Apparently North Shore politicians don’t like sitting in traffic gridlock either.
So District of North Vancouver councillors still plan to ask the province to change the way accidents are cleared from North Shore bridges, despite a lukewarm response to that idea at the Union of B.C. Municipalities conference this week.
District of North Vancouver Mayor Richard Walton said being stuck on the highway for three hours recently only bolstered his opinion that it’s a key issue for North Shore commuters.
“I spent three and a half hours in North Burnaby trying to get home,” said Walton, after three accidents snarled the Ironworkers Memorial Second Narrows Crossing Sept. 21. “I missed two appointments including a public one where I was supposed to open a building and everyone was waiting. It was very frustrating.”
Other district councillors are also stressing the need to clear bridge accidents faster.
“I’m going to personally take this up with the government,” said Coun. Jim Hanson, following a vote Thursday at the UBCM convention to send the issue back for further study. “I feel these are very reasonable measures.

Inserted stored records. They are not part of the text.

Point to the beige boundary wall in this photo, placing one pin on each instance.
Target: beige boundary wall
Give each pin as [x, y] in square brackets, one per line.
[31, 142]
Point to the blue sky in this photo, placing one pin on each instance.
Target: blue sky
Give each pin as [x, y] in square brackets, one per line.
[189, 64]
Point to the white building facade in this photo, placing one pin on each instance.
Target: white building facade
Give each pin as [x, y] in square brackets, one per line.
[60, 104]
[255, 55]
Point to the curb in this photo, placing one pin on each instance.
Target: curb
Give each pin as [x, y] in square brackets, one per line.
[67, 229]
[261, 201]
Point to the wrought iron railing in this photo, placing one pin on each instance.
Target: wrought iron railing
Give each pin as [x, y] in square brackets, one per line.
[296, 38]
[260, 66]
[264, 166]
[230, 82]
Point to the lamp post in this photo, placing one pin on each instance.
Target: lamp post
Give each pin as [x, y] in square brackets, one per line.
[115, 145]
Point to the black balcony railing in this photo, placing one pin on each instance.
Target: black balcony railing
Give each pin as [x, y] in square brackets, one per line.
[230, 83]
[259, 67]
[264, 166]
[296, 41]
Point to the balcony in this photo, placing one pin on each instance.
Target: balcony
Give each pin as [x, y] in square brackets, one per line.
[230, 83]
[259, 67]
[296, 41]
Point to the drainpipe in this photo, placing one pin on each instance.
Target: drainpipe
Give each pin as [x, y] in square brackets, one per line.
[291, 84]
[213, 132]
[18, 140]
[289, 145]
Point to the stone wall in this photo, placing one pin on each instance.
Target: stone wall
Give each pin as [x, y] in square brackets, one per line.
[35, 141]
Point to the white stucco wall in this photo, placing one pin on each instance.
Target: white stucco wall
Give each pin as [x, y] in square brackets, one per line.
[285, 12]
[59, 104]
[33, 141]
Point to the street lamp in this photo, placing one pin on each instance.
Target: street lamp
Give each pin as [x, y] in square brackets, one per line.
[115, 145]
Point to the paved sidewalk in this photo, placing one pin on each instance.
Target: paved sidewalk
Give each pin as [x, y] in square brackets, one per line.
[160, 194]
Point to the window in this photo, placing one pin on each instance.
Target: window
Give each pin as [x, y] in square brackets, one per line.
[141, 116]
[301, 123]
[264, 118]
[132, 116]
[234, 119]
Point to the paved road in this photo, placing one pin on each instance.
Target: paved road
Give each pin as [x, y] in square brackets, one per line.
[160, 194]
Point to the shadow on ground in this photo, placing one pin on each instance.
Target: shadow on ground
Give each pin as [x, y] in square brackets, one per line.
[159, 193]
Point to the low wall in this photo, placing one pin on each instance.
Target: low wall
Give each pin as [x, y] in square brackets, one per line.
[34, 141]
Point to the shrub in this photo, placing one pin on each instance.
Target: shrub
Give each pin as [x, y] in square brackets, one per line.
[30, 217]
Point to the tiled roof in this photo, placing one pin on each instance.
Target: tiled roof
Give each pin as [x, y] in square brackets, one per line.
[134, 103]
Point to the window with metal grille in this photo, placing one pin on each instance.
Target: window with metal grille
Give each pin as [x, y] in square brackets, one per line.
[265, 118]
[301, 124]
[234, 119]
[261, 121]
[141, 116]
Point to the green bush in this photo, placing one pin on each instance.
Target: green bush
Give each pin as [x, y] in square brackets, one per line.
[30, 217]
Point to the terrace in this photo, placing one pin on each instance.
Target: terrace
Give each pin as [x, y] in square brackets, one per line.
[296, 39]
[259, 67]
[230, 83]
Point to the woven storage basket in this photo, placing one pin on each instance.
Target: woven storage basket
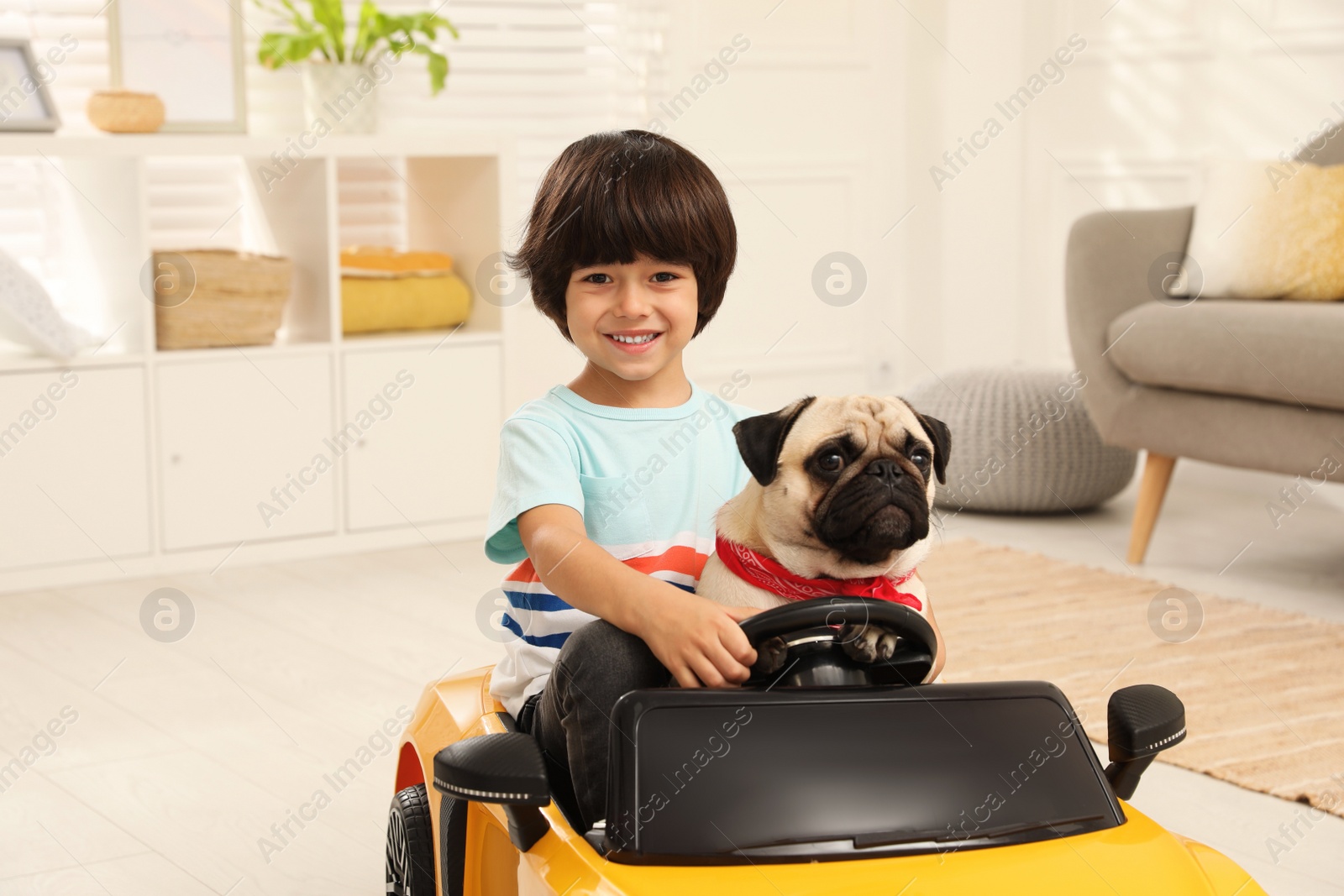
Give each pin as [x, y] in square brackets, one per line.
[239, 300]
[125, 112]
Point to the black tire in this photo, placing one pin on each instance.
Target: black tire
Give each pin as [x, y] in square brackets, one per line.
[410, 844]
[452, 844]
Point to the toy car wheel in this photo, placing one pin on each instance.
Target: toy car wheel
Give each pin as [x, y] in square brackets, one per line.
[410, 844]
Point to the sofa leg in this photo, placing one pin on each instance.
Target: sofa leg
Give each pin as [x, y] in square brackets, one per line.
[1152, 490]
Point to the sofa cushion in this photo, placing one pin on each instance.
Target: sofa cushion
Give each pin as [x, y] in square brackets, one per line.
[1289, 352]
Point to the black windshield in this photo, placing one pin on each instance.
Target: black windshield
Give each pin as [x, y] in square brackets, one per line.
[835, 773]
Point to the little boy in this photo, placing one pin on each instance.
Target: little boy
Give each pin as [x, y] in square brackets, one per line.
[608, 486]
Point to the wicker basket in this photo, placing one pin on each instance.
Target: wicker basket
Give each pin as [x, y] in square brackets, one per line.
[125, 112]
[239, 300]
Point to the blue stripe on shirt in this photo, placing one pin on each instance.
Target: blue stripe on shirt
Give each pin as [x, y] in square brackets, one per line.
[537, 600]
[535, 640]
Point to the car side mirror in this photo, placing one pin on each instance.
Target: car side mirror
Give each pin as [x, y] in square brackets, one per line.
[1142, 720]
[503, 768]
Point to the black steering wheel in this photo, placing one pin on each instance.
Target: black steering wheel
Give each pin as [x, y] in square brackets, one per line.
[803, 644]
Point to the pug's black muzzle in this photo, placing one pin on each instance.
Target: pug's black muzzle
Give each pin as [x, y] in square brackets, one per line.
[877, 512]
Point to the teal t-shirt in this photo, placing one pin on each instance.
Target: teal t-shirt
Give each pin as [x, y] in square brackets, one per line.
[648, 483]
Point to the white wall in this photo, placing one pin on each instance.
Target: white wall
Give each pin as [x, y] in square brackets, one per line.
[804, 134]
[1159, 85]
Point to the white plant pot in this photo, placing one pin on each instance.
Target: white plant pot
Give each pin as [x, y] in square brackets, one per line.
[342, 94]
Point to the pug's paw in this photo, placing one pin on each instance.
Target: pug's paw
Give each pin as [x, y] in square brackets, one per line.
[869, 642]
[770, 658]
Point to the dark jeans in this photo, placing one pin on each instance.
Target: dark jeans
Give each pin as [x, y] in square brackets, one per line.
[571, 718]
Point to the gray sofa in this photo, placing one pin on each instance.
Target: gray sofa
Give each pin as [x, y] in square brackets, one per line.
[1257, 385]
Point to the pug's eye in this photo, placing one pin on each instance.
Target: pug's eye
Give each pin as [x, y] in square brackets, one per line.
[831, 461]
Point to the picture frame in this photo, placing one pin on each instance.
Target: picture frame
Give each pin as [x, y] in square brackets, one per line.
[24, 101]
[190, 54]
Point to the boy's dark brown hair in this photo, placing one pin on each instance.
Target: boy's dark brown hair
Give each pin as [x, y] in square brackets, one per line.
[616, 195]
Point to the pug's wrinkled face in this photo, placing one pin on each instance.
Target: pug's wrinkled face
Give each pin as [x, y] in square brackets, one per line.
[848, 481]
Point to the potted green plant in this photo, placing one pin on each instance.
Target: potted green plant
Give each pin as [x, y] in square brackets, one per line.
[340, 78]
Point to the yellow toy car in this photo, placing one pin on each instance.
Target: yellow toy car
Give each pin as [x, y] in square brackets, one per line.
[830, 778]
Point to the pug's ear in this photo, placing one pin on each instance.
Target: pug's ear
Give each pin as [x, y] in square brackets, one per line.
[941, 437]
[761, 438]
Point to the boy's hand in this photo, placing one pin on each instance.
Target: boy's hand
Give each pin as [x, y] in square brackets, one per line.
[698, 640]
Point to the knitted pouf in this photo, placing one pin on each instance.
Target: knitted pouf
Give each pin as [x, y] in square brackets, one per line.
[1021, 443]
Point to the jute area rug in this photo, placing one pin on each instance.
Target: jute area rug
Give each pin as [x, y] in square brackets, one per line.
[1263, 689]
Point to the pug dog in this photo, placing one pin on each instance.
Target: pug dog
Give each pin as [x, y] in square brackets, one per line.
[842, 488]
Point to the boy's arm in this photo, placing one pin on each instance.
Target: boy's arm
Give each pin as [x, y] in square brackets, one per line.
[698, 641]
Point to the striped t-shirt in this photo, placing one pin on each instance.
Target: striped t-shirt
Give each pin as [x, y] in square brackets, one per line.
[648, 483]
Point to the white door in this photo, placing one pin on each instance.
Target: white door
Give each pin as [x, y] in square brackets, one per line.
[73, 466]
[245, 449]
[432, 443]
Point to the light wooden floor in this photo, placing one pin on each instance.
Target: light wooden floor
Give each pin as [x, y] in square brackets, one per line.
[183, 755]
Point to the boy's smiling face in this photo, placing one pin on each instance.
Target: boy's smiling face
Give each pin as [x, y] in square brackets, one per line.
[633, 318]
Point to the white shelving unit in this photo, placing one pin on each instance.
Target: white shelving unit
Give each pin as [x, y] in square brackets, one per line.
[161, 461]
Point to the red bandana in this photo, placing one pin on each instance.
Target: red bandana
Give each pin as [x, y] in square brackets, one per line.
[768, 574]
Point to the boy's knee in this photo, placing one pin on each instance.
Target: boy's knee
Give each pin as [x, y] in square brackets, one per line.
[608, 651]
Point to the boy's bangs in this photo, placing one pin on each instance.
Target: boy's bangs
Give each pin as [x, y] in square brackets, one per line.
[618, 221]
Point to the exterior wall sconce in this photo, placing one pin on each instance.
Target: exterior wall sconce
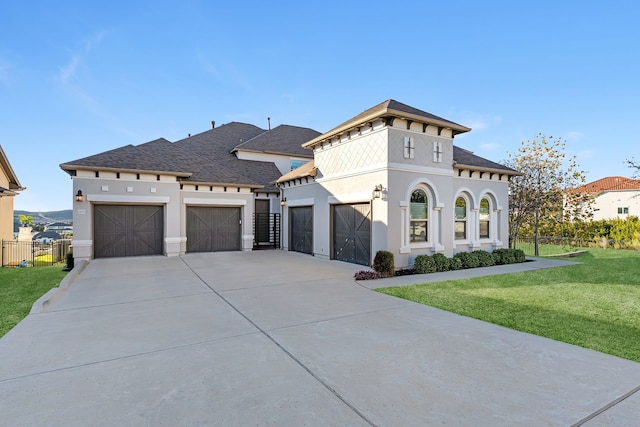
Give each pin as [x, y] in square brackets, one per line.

“To require all minor accidents to be investigated by the RCMP … when the cut-off is vehicle damage of $1,000, that seems to me totally unrealistic.”
District councillors had hoped to win support from other municipalities in lobbying the province to change the way minor traffic accidents are handled, which often result in massive traffic bottlenecks when they occur on North Shore bridges.
Currently, any collision on a bridge resulting in more than $1,000 in damage means a police accident investigation and police approval to move the cars involved from a provincial highway.
But even minor fender benders will result in that kind of damage these days, argue councillors. They want the province to raise the dollar value at which police must be involved to $10,000 and allow road contractors to clear cars. They also want firefighters to be allowed to fill out accident forms in the case of minor collisions.
When it came time to debate the resolution, however, some smaller communities voiced concern that changes could put undue pressure on their volunteer firefighters or result in liability issues.
Walton said that wasn’t the district’s intent.
“We’re only concerned about (the speed of clearing accidents) in urban zones,” he said.
“The confusion seemed to be articulated by people who don’t live anywhere near a bridge.”
The debate on the issue came during a time when several recent accidents have caused gridlock on Highway 1 near the Ironworkers bridge.
On Tuesday morning last week, there was an eight-car pileup on the Lynn Creek bridge during rush hour after several drivers who were following too closely during heavy traffic got into a chain-reaction accident, sending one vehicle partially underneath another. Traffic was snarled for several hours.
Luckily nobody was injured although damage was substantial. “It’s eight vehicles. That’s never going to be cheap,” said Sgt. Len Lecker of the Deas Island traffic service, speaking for the RCMP’s Port Mann traffic division. “People have to maintain a safe following distance.”
Walton said accidents that cause huge backups result in further accidents.
In the recent multiple-accident gridlock he got caught in, “the (drivers of the) cars that got through were obviously very frustrated and by the time they got through the accident scene on the bridge they probably picked up speed and were going way faster than they normally would,” resulting in another accident, he said.
Walton said local MLAs are supportive of district efforts to get accidents cleared faster.
District of North Vancouver council will likely now discuss plans to take the issue up directly with the provincial government, said Walton.